A cornerstone if this kind of political position is the unstated but clear-as-day strategy of co-opting modern-day, pseudo-conservative Republican positions and "values" so that the only change in Congress is with which party the wingnut in question is registered.
Maybe it's not all that foolish. Maybe it's quite clever. We're supposed to be fooled into thinking that buying into such a rightward push in the Democratic Party is actually in our interests. Their calling card is the Republican boogie man, which doesn't need much embellishment to be convincing. And then they toss out a few bones to the voters.
I believe that if you are registered to vote in Pennsylvania, and you do not vote for Bob Casey over Rick Santorum in the general election in November, then you support the privatization of Social Security (which Santorum favors and Casey opposes). I believe that if you don't vote for Bob Casey instead of Rick Santorum, then you support the K-Street Project, which Rick Santorum helps run. I believe that if you don't vote for Bob Casey instead of Rick Santorum, then you think that the minimum wage should only be increased as long as several million workers lose all of their protections nationwide. If you don't' vote for Bob Casey instead of Rick Santorum, then you support CAFTA, which Casey opposes and Santorum supports.

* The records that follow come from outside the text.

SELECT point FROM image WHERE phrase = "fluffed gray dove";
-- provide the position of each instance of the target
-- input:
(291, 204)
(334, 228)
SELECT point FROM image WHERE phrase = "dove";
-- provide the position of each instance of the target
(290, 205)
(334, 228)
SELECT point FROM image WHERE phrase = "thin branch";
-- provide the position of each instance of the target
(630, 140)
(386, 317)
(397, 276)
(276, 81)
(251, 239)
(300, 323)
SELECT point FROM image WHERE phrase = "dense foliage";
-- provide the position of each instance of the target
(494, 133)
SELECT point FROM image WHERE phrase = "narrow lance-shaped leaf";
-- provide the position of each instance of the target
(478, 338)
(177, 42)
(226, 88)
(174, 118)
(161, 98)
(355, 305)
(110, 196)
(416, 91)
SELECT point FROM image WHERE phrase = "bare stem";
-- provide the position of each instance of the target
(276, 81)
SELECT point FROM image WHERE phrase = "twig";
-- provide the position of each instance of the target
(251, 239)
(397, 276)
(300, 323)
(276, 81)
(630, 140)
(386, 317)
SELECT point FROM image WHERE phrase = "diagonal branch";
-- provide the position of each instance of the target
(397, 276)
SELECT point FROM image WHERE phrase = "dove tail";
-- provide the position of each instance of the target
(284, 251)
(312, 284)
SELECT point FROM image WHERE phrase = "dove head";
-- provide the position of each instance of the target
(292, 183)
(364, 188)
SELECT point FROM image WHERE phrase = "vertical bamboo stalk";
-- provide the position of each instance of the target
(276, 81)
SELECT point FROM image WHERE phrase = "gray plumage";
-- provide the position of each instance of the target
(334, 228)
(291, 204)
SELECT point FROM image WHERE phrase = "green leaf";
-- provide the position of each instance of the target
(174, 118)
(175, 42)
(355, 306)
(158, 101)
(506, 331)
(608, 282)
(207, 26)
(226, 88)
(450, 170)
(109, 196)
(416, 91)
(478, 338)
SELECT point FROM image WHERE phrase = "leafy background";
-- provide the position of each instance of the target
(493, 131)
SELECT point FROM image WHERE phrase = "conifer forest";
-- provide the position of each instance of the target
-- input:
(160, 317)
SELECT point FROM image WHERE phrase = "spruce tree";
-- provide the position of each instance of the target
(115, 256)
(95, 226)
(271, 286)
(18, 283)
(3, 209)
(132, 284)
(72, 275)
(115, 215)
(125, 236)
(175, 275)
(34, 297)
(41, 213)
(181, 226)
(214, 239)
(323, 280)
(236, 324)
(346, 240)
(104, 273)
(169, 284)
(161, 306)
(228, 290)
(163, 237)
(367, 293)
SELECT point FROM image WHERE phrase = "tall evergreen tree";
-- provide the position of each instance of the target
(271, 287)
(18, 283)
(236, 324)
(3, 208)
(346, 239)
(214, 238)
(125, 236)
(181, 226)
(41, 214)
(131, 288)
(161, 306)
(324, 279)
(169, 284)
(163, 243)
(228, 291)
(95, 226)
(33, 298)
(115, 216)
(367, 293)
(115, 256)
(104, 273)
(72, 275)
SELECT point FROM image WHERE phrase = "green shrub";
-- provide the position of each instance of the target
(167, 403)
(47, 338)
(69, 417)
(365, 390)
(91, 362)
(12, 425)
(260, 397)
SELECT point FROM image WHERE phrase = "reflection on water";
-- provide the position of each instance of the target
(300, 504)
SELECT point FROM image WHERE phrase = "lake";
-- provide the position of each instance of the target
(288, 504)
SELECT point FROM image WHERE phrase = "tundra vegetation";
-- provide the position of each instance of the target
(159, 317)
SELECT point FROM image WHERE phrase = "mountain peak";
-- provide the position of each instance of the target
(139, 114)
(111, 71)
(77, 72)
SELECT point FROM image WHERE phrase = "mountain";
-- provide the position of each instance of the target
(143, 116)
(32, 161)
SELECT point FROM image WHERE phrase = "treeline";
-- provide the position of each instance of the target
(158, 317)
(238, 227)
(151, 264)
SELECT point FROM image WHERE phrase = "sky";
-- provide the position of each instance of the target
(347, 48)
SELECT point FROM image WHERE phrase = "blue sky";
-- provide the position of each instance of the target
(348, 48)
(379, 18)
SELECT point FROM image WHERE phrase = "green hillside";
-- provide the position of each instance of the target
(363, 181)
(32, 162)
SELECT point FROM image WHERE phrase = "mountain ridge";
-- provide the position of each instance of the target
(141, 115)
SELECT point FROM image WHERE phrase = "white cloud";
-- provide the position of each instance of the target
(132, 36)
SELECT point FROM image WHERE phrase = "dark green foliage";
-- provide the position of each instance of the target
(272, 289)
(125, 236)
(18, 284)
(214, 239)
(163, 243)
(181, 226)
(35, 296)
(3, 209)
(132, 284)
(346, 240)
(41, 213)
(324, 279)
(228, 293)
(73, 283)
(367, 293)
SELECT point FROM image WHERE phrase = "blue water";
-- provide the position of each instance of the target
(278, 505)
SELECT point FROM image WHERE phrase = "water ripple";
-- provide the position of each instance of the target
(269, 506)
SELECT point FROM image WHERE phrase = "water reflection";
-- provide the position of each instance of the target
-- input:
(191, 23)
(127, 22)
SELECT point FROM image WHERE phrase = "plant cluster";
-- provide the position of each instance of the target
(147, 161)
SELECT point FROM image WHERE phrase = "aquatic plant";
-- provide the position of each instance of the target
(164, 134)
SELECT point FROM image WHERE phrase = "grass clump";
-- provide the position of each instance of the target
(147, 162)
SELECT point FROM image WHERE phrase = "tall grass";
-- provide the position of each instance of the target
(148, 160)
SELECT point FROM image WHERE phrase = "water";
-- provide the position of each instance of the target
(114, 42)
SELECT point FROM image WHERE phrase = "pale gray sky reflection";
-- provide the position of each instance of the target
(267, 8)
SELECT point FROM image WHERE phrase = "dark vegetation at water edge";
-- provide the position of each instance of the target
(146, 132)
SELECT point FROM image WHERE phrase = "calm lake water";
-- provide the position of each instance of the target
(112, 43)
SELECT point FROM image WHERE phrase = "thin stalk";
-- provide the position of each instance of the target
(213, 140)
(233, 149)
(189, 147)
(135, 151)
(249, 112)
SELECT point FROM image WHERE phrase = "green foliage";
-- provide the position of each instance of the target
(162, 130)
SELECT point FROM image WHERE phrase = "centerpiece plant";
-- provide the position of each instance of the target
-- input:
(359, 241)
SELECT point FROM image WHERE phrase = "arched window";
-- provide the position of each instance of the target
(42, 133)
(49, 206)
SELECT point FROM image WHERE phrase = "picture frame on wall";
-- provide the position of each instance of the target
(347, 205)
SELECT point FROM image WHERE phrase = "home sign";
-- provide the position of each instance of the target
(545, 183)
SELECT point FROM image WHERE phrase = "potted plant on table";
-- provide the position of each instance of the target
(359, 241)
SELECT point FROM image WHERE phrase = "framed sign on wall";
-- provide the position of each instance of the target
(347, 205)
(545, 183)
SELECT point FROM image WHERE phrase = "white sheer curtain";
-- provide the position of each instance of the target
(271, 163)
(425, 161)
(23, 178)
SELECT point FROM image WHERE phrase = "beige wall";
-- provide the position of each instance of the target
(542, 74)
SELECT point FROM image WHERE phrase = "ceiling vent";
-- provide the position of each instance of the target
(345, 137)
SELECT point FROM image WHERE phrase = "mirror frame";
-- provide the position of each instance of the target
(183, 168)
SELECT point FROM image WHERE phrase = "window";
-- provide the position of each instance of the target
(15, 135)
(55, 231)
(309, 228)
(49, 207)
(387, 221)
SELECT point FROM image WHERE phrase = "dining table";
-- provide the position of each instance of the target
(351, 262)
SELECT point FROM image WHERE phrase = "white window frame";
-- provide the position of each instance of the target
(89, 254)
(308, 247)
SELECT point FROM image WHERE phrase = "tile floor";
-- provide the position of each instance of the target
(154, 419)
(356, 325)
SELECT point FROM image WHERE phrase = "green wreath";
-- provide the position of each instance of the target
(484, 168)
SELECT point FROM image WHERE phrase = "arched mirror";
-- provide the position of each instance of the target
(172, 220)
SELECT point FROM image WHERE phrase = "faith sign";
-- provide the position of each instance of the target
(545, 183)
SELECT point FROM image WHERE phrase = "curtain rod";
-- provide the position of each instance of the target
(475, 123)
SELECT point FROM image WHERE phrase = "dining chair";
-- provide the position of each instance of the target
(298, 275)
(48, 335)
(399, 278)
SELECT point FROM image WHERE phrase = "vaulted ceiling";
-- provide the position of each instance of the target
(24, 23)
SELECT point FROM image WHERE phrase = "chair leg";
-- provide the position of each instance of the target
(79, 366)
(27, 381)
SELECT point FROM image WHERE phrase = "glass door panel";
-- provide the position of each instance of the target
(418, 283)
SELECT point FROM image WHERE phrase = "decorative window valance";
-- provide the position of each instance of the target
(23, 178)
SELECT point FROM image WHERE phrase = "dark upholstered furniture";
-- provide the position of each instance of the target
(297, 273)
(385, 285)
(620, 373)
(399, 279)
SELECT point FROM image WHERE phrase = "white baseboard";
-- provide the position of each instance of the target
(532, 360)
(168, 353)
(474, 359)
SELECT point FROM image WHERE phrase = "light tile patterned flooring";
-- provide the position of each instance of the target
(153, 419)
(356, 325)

It's easy to offer such simplistic rhetoric. But let's set aside the self-righteousness of it and get to the logic: "Our misogynistic bastard is better than their misogynistic bastard."
This seems like a fool's strategy to me. If you become that which you abhor, how do you change back? If the Democratic Party is made even more of a faux-Republican party to obtain power, how would one change it into a progressive party? Where would be the mandate?
What all this party-insider grandstanding is based on is the unspoken and perhaps unexamined belief that neither party wants to address: Women have no right to have a voice in politics.
Every time you hear someone declare your interest in your rights to equal liberty, equal justice and equal protection under the law as your "pet cause" that fits your "single-issue voter" demands for "ideological purity," think about what they're really saying:
"Shut up, woman, and let us men deal with this! We'll get to your concerns later."
Chris Bowers, The Booman diarist mentioned above, probably does not believe he's a chauvinist or that he's blinded by male privilege from really seeing or hearing what women are doing and saying. (I think the jury is still out on Kos, who seems to be proudly anti-feminist.) But the fact that women are marginalized just for demanding equality in this country is very telling.
So as the bellowing gets louder, and the accusations that women's equal participation in all things political is only provisional and secondary to men's rule, remember this:
As long as it's left to men alone to pass judgment on whether women's rights should be respected, honored and protected as a minimum requirement for a truly egalitarian society, there will be no equality for women...
...and reproductive rights will always be a bargaining chip to be given away...
...and universal healthcare will be a lofty political plank with no credibility...
...and progressive values will suffer...
...because a non-inclusive "big tent" strategy will never turn on the regressive hand that feeds it.